Thrilling Wonder Stories on Friday had a great mixture of French and British speakers. The former being daringly intellectual, the latter doomily realistic. It was the hottest day of the year so far. My notes aren't great - too many doodles. And decontextualised quotes that I liked - mainly from François Roche: “protocolising the witch in the forest”, "swimming in a charming distress".
For a succinct glide through the day, check Jim Rossignol's
notes.Bryan McKay wasn't even in the AA! That probably made his concentration span better. On Iain MacLeod:
“SF is a concept and the concept of the future resides in that. It is one of the major myths of Western society. Before SF we had the western, another projection of the American dream, risk, possibilities, wide-open dreams, and prospects waiting to be discovered.”
Eight Problems for Writing on an SF Future:
- The future isn’t going to be dominated by Western culture
- People won’t be people as we know them now.
- Space travel isn’t likely to happen in the way we once imagined.
- Science itself is becoming increasingly incomprehensible.
- Real aliens would be barely recognizable to us as alive.

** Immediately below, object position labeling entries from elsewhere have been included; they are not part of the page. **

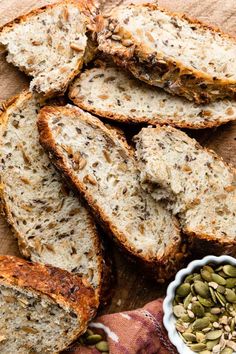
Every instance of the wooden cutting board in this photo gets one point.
(132, 289)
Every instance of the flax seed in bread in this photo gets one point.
(50, 44)
(101, 165)
(113, 93)
(197, 184)
(52, 225)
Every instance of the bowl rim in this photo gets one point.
(169, 318)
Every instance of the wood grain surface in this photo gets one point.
(132, 288)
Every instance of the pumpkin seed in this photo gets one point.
(198, 347)
(200, 337)
(215, 311)
(201, 323)
(93, 339)
(222, 274)
(189, 278)
(186, 318)
(89, 332)
(213, 296)
(218, 269)
(183, 290)
(205, 305)
(188, 300)
(218, 279)
(230, 295)
(232, 325)
(220, 289)
(205, 302)
(190, 337)
(212, 343)
(212, 335)
(202, 289)
(230, 270)
(220, 298)
(208, 268)
(212, 318)
(230, 283)
(193, 290)
(102, 346)
(206, 275)
(197, 277)
(198, 309)
(179, 310)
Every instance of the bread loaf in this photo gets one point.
(52, 225)
(181, 55)
(50, 44)
(113, 93)
(196, 183)
(43, 309)
(101, 165)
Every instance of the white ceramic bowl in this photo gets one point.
(169, 318)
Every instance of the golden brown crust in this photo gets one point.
(103, 270)
(163, 267)
(178, 79)
(67, 289)
(88, 8)
(202, 244)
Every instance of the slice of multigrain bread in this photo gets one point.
(181, 55)
(100, 164)
(43, 308)
(198, 186)
(113, 93)
(52, 225)
(50, 43)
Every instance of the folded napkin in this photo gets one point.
(133, 332)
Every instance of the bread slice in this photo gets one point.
(43, 309)
(52, 225)
(50, 43)
(113, 93)
(99, 163)
(199, 187)
(181, 55)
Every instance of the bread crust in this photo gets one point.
(163, 267)
(167, 73)
(67, 290)
(88, 8)
(156, 120)
(104, 268)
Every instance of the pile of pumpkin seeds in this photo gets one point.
(205, 308)
(93, 340)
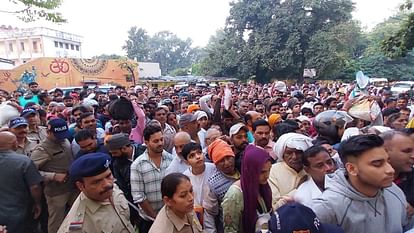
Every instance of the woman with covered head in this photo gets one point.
(219, 182)
(288, 174)
(251, 196)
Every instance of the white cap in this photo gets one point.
(236, 128)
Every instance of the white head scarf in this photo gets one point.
(291, 140)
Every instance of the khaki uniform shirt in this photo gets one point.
(27, 148)
(168, 222)
(52, 157)
(37, 135)
(90, 216)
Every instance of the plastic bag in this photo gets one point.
(121, 109)
(7, 113)
(365, 109)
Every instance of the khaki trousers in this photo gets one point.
(56, 206)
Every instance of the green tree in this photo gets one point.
(137, 45)
(268, 39)
(402, 41)
(32, 10)
(375, 63)
(164, 47)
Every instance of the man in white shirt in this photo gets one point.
(317, 163)
(178, 164)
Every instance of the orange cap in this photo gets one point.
(193, 107)
(274, 119)
(218, 150)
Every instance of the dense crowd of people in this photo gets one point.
(321, 157)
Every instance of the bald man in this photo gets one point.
(18, 207)
(179, 164)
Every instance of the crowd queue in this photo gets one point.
(246, 157)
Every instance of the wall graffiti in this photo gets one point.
(59, 66)
(28, 77)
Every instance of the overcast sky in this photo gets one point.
(104, 24)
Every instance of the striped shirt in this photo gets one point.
(146, 179)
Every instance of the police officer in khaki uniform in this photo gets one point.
(53, 157)
(36, 132)
(101, 206)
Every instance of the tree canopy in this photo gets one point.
(163, 47)
(31, 10)
(401, 42)
(269, 39)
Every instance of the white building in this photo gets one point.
(6, 64)
(149, 70)
(23, 44)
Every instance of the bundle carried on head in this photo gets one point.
(121, 109)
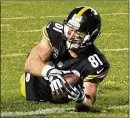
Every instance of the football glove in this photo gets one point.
(56, 81)
(76, 93)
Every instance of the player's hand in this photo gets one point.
(76, 93)
(56, 81)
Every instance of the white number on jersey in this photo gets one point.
(95, 60)
(58, 27)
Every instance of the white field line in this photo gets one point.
(37, 112)
(42, 17)
(105, 50)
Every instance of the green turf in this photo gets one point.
(18, 36)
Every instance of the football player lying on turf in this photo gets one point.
(70, 49)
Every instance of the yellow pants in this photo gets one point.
(22, 83)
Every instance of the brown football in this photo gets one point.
(71, 79)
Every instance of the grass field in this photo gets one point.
(21, 24)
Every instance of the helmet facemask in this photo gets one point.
(75, 44)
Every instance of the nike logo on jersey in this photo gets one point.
(99, 71)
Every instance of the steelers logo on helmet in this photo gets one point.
(82, 20)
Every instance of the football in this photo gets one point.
(71, 79)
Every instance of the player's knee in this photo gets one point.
(22, 83)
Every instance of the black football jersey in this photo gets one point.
(90, 63)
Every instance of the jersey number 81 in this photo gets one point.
(95, 60)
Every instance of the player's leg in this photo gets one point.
(35, 88)
(31, 87)
(90, 92)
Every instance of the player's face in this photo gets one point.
(74, 38)
(74, 35)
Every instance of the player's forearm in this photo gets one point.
(34, 66)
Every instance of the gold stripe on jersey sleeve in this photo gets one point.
(82, 11)
(90, 77)
(45, 35)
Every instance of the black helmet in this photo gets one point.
(87, 20)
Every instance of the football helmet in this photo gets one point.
(83, 19)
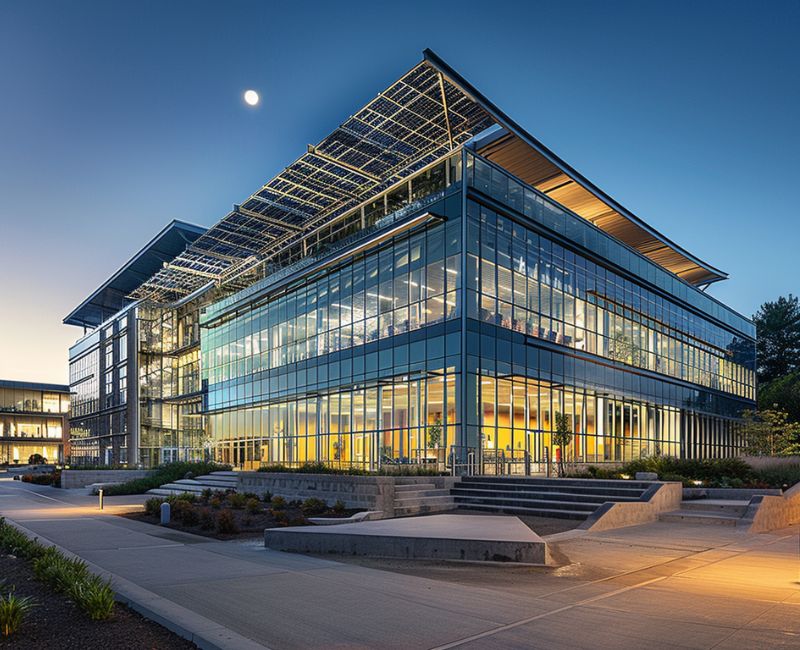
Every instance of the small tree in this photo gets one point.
(562, 438)
(769, 433)
(435, 434)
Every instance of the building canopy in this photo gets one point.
(426, 114)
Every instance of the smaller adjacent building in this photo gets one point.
(33, 420)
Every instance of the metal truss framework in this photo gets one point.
(414, 122)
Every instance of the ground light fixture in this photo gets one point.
(251, 97)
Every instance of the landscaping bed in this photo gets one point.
(714, 473)
(229, 515)
(58, 603)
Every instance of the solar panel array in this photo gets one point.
(414, 122)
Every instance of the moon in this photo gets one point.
(251, 97)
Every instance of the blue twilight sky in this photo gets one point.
(116, 117)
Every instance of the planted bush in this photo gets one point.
(313, 506)
(69, 576)
(95, 597)
(13, 611)
(226, 523)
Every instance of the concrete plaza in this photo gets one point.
(661, 585)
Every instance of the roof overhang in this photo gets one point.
(520, 153)
(427, 113)
(113, 294)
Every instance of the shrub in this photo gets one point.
(226, 523)
(313, 506)
(95, 597)
(206, 519)
(13, 610)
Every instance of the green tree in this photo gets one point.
(435, 434)
(562, 438)
(782, 394)
(778, 345)
(769, 433)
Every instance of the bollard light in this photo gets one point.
(165, 513)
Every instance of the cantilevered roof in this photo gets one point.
(114, 293)
(428, 112)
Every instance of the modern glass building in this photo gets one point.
(33, 420)
(431, 284)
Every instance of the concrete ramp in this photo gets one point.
(436, 537)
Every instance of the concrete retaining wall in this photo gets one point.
(660, 497)
(77, 478)
(736, 494)
(770, 462)
(774, 512)
(368, 492)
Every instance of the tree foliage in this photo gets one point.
(562, 437)
(770, 433)
(778, 345)
(782, 394)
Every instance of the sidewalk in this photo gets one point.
(660, 585)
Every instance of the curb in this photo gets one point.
(203, 632)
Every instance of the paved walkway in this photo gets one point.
(659, 586)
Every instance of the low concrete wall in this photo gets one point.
(770, 462)
(77, 478)
(660, 497)
(735, 494)
(368, 492)
(767, 512)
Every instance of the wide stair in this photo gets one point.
(216, 481)
(720, 512)
(420, 499)
(543, 497)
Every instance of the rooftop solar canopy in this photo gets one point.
(114, 293)
(428, 112)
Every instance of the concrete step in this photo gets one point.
(211, 479)
(504, 502)
(531, 512)
(579, 482)
(413, 487)
(716, 506)
(434, 492)
(440, 499)
(590, 497)
(699, 517)
(561, 488)
(423, 509)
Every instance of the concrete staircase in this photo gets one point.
(216, 481)
(720, 512)
(421, 498)
(543, 497)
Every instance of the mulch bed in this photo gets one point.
(248, 524)
(57, 623)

- The physics and technology required to drive a society more advanced than ours would be incomprehensible to us.
- Language and means of expression will be different.
- There’s a strong likelihood that we’re all going to be dead.
“Maybe, someday, we will get back to the moon, which is never that far away.”
Which makes me think of
Le Guin's Anarres:
An anarchist society living on the moon: an ambiguous utopia: the best fiction I've read in a long time.